Bungalow culture was thriving but visitors wanted more. After long journeys, they desired luxury accommodations and pampering service, rooms that provide all the comforts and facilities of home with private balconies, bathrooms and inspiring views, and a restaurant and bar where travellers can share stories and laugh about each other’s exploits. Thay wanted a place where they could feel as welcome as family in far-off foreign places. And so the Grand Hotel d’Angkor came to be. And grand it was.
The main building is French Art Deco at its finest imbued with local style. The long corridors and repeating lines created a cosmopolitan atmosphere that was all the rage at the time. Early plans for 40 rooms quickly became 60, then more and more as demand increased and the travel industry boomed.
The original timber elevator in the lobby has taken movie stars, prime ministers, iconic first ladies and sultans to their spacious guest rooms, each artfully decorated, no two alike.
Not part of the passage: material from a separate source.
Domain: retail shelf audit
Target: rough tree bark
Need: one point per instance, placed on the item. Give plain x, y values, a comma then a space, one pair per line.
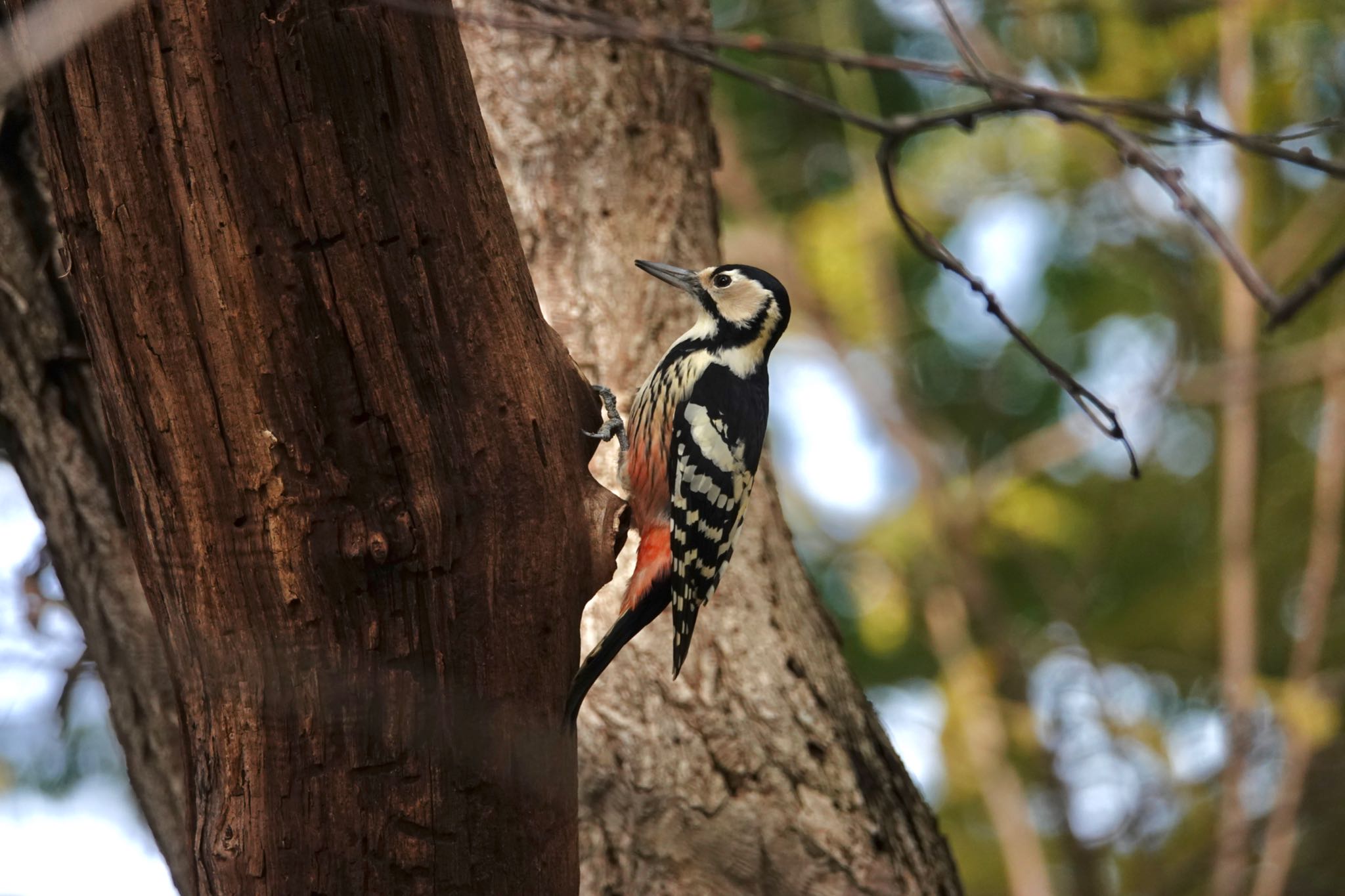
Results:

The halls, salons and gardens have set the stage for incredible joy and peaceful negotiations, having also witnessed unthinkable grief in more troubled times. They are said to have received the visitation of two highly revered figures of Cambodian folklore, the Big God and the Small God. Visit their shrine in the gardens to be blessed with good fortune. The statues also have an intriguing story to tell – just ask our resident historian who will be happy to fill you in on historic details and the mythology that Cambodians hold so dear.